The actual title is The Posthumous Papers of the Pickwick Club. This is the first novel Dickens wrote. Some would argue that his first real novel was, say, Nicholas Nickleby, but let’s not split hairs. The idea came about in an interesting way. He had published a number of articles in various magazines, and a publisher approached Dickens with the proposal of doing a series of satirical “sporting pieces” that would, essentially, pull the nose of all the gentlemanly pastimes of contemporary (1836-7) England.

There wasn’t supposed to be a real plot line running through the series; the thread connecting them would be simply a set of farcical characters centered around Samuel Pickwick, a well-to-do amateur anthropologist who goes out into the countryside to observe different kinds of recreation such as shooting, cricket, journalism, and Parliamentary elections. And each piece was supposed to be written to go with an illustration by a certain artist who was well established in the trade, and thought that he was in control of the creative collaboration.
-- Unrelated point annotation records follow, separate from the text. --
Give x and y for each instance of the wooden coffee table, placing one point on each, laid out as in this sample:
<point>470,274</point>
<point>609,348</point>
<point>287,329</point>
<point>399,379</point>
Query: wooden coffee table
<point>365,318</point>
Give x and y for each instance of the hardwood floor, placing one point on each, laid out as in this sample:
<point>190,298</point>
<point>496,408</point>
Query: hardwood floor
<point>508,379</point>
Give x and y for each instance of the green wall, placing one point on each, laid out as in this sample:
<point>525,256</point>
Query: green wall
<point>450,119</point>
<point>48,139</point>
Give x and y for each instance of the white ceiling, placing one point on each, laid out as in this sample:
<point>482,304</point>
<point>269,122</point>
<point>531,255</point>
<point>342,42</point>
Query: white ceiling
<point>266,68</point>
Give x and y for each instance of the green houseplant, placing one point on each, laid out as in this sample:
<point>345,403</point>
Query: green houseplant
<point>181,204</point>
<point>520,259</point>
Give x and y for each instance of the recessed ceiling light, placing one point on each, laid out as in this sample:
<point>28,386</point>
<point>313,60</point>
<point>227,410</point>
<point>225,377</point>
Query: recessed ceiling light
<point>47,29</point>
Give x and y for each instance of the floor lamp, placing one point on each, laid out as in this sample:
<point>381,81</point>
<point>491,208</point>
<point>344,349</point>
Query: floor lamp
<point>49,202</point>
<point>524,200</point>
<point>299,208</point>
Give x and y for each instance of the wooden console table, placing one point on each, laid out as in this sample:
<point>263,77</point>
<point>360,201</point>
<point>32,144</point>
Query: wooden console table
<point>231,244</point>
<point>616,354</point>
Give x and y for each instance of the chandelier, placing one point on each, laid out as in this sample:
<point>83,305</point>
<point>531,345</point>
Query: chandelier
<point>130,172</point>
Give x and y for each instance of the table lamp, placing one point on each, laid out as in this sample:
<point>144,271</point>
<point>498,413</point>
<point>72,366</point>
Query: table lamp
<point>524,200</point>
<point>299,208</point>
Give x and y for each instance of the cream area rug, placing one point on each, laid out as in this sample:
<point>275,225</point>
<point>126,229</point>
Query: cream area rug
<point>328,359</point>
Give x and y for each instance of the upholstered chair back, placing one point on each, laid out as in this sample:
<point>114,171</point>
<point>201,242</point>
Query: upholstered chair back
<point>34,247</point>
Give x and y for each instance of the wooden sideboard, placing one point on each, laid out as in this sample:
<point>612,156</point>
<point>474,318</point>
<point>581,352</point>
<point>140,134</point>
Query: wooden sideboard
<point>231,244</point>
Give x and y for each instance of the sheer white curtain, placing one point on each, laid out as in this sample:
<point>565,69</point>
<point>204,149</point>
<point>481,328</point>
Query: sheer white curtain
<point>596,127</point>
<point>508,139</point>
Well, the illustrator soon found out how wrong he was. He soon found that the literary genius of Charles Dickens wanted an illustrator to cater to it, not vice versa. And as a result, the illustrator literally blew his brains out after only one “number.” A few months after this tragedy Dickens established his lifelong creative partnership with illustrator Hablot K. Browne, and the two wrote and sketched under the respective pen-names of Boz and Phiz.

As for the novel itself, it gradually coalesced into a true novel with an actual plot, and characters that developed into more than they were at the beginning. This unexpected development turns The Pickwick Papers, by degrees, from a series of raucously funny sketches, into a full-blown novel that is as emotionally powerful, at its climax, as almost anything Dickens wrote.

Full of stories and songs, ridiculous descriptions of social foibles, and the awesome presence of Pickwick’s cockney servant Sam Weller, this book falls into the literary category (here I go again) known as picaresque. In case I didn’t scare you off just now, that word means that it’s a satirical story in which you get a guided tour of the real world, guided by a Wise Fool who is only wrong when he’s sure he’s right, and who is most right when he seems most wrong. Sometimes Pickwick is your guide, but most of the time Sam Weller is. Even if you have never loved a fictional character before, you will love Sam Weller. And for the reasons he loves Samuel Pickwick–ridiculous as Pickwick seems, at first–you will come to love Pickwick too.

So many things happen in this book that I fear I would ruin your enjoyment by giving any of them away, but just to whet your appetite, there is the melodrama surrounding the nefarious “adventurer” Alfred Jingle…the story of a man who gets locked out of his boarding-house naked in the middle of the night…a man who finds himself fighting a duel because someone else wearing his clothes caused a scandal…the fat boy who is always either eating or sleeping, except on unlucky occasions when someone is hoping not to be observed…and the whole legal nightmare that develops when Pickwick’s landlady mistakes his request for a new manservant as a proposal of marriage, which ultimately becomes the core of this novel.

What more can I say of a book in which a man hears that his worst enemy has gotten married, and replies: “Serves him right!”